In January, I argued that Obama was “undervalued.” Since then, probably against the odds, Obamacare has been enacted. Nonetheless (or perhaps in part for this reason), Obama “shares” can be had at below their January price. For example, this week a poll showed him running slightly behind Mike Huckabee and Mitt Romney, and even with Sarah Palin.
But I still say that Obama was, and is, undervalued. As with any president, his poll numbers must be viewed in the context of economic conditions. In this economy, running more or less even with the top Republican contenders should not be too disheartening for Obama and his supporters.
We don’t know what the economy will be like two years from now. But more likely than not it will have improved appreciably. If so, I believe Obama stands a pretty good chance of winning re-election.
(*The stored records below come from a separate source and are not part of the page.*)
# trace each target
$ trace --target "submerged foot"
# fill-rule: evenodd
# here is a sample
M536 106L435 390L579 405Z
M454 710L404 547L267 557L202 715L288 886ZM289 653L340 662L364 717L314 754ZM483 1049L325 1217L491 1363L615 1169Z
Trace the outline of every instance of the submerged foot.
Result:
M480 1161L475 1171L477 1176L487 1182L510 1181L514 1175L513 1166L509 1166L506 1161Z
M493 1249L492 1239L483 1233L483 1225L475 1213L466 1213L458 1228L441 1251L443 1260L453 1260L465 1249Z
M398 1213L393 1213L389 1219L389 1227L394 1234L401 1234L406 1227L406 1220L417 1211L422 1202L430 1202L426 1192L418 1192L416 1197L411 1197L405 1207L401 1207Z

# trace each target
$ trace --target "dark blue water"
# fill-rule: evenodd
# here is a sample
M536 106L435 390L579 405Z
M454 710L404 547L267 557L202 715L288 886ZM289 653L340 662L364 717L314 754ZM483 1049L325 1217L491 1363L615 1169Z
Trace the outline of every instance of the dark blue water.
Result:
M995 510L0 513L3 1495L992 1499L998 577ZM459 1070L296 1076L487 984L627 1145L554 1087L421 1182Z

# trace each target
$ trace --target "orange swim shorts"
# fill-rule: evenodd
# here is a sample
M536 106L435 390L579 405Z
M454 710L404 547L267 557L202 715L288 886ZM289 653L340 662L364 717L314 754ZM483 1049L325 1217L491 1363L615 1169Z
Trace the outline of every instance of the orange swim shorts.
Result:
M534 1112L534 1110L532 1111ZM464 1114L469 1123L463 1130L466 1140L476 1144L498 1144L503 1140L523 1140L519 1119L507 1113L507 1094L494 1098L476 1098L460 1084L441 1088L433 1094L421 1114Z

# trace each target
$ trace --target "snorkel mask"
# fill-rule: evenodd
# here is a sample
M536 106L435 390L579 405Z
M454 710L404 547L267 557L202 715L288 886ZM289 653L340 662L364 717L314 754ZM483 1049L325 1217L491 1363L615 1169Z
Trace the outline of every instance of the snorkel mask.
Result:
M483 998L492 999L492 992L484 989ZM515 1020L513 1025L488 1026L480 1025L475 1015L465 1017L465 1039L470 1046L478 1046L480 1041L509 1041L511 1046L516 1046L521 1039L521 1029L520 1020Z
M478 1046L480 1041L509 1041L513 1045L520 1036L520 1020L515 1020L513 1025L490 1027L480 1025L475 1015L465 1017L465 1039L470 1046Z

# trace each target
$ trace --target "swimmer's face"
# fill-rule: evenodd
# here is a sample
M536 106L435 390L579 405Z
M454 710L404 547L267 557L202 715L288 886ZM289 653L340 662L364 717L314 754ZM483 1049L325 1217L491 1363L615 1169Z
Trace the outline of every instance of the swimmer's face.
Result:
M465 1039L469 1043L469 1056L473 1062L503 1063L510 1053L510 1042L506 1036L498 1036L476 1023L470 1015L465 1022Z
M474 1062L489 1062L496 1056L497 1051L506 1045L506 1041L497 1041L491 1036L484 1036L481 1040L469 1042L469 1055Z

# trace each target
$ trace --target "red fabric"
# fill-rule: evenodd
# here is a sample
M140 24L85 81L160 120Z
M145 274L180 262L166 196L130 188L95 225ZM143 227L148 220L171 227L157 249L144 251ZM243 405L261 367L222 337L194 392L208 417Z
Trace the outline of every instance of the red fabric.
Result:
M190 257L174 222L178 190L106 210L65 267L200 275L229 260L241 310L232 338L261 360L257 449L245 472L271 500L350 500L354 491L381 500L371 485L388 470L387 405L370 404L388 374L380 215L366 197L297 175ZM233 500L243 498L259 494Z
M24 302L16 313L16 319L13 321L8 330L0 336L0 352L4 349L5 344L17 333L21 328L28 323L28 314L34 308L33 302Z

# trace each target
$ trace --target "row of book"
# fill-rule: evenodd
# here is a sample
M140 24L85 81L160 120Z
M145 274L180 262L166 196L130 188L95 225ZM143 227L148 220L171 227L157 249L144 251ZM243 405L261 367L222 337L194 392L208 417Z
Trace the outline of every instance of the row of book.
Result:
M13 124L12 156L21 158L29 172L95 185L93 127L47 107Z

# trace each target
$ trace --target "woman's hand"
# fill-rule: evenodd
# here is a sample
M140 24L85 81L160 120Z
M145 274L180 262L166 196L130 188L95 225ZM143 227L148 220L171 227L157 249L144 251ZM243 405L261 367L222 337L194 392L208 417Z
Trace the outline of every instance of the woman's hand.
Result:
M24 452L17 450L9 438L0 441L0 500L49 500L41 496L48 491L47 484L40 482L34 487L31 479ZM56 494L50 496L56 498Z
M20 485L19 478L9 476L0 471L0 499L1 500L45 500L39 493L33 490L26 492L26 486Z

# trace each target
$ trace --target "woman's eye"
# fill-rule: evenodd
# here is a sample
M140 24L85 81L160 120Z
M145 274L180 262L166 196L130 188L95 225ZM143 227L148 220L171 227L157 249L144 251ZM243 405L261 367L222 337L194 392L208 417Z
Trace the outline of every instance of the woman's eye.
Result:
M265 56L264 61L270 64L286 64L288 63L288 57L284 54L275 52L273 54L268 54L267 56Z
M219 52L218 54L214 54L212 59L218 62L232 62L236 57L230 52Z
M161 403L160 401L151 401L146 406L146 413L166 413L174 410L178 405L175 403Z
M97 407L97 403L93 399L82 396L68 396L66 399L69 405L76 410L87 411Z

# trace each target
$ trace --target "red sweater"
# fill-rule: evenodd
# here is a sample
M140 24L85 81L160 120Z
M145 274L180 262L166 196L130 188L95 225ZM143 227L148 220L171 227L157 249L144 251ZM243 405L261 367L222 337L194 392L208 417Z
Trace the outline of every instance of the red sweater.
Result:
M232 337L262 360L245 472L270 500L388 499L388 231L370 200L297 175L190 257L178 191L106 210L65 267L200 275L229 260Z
Charles Kratuhammer is even more bullish on Obama stock. He can easily see a future in which the president is re-elected and in which another “burst of ideological energy” produces transformative legislation on a scale comparable to what we have already witnessed.
I’m pretty skeptical about the second part of this scenario. First, history tells us that second terms rarely produce transformation on anything like the scale of first terms. Second, Obama almost certainly will not have the kind of Congress in his second term that he has had during the past two years. The electorate may be willing to give Obama a second term, but it probably will want to have in place a Congress that can be trusted to keep him somewhat in check.
In fact, as Krauthammer points out, such a Congress is very likely to be in place by January 2011. And the Democrats will struggle not to lose even more Senate seats in 2012 because they will be defending so many of them, including seats in red states like Montana, Virginia, Nebraska, North Dakota, and Florida. Republicans will be defending red state seats plus Olympia Snowe’s.
If re-elected, Obama will still be capable of much mischief, of course. But fortunately the prospects for another two years resembling 2009 and 2010 don’t seem very good.